La Cité de la Musique accueille l’Ensemble Intercontemporain dans une ambiance presque familiale, avec un public qui manifeste une aise toute particulière à ce cadre et ce milieu. Peter Eötvös est de retour à la direction de l’ensemble – qu’il détenait exclusivement entre 1979 et 1991. Le programme retrace l'histoire de l'ensemble : le concert débute sur Cadenza n°1, une création de Bruno Mantovani, figure phare de la musique contemporaine française. S’en suit Steine d’Eötvös lui-même puis, en deuxième partie, Dérive 2 de Boulez, l’initiateur de ce groupe maintenant un peu orphelin. En somme, c’est un retour dans le temps progressif qui s’opère.
Parmi les moments les plus forts du concert, on retrouve inévitablement l’intégralité de Dérive 2. La pièce, dense et impardonnable, s’ouvre sans fioriture ou délicatesse : l’auditeur sait ce qui l’attend, un florilège d’une écriture insatiable, d’une longueur qui semble infinie – 45 minutes éprouvantes, émotionnellement comme physiquement.
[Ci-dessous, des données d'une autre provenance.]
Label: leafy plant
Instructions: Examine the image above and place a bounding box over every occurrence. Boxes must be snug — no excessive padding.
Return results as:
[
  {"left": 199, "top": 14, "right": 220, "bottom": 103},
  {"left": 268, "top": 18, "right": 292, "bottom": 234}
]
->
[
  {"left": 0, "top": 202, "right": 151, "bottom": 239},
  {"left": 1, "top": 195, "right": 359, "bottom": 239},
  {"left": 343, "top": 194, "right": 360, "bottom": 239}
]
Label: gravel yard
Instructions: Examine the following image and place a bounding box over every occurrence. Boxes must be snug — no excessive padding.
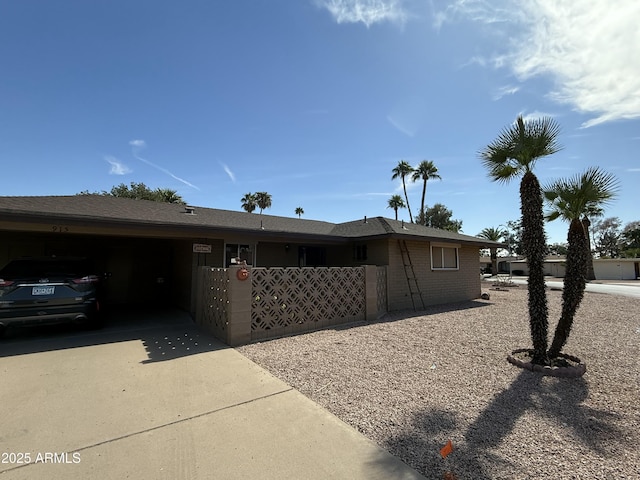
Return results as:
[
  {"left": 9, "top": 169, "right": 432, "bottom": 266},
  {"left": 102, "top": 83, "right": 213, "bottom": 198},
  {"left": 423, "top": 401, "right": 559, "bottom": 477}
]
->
[{"left": 237, "top": 284, "right": 640, "bottom": 479}]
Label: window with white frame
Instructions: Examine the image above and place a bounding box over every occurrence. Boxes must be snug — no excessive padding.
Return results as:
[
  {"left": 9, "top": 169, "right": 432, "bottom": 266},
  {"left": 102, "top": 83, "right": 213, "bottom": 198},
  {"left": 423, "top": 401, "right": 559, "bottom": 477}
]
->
[{"left": 430, "top": 243, "right": 459, "bottom": 270}]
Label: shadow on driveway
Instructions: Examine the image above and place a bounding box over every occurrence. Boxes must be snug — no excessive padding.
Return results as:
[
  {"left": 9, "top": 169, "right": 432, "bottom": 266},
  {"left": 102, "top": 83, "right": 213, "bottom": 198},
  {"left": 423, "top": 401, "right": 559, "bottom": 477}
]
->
[{"left": 0, "top": 306, "right": 226, "bottom": 363}]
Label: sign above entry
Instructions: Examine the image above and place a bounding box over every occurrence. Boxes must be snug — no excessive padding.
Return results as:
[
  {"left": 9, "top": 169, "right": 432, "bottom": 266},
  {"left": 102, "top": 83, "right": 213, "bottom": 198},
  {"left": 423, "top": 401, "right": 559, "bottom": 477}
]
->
[{"left": 193, "top": 243, "right": 212, "bottom": 253}]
Une musique qui perd l’auditeur, pour ne le retrouver que de plus belle à un autre niveau d’écoute. S’opère un lâcher-prise qui donne le vertige, une angoisse dans cette temporalité qui n’en finit pas. Et l’angoisse, c’est celle-là même qui intéresse le compositeur. Les musiciens l’exécutent avec une endurance tout simplement épatante. C’est leur musique, à un point qui ne se questionne plus. Le perfectionnisme qu’exige l’œuvre de Boulez est parfaitement maitrisé, et Eötvös, un des chefs les plus impressionnants qu’on ait pu voir dans ce registre. Il sait se faire oublier de façon admirable, tout en réalité accompagnant chaque intention, incarnant la clé de voûte de la musique qu’il dirige.
Steine est assez captivant d’énergie et de légèreté. De l’œuvre se dégage une part d’humilité et d’humour qu’on ne retrouve pas chez Boulez, et des paris intéressants pour la décennie durant laquelle elle fût composée – dont le fait de faire jouer les musiciens avec des pierres, ou encore d'utiliser la spatialisation comme outil stylistique, ce qui à l'époque n’était pas aussi systématique qu’aujourd’hui. Eötvös et les musiciens jouent entre eux comme des enfants, avec une amitié toute particulière et très touchante. Tout au plus regrettera-t-on que le minimalisme de la pièce soit parfois rendu un peu plat en raison d'un souci d’exactitude qui retire une part d’émotion.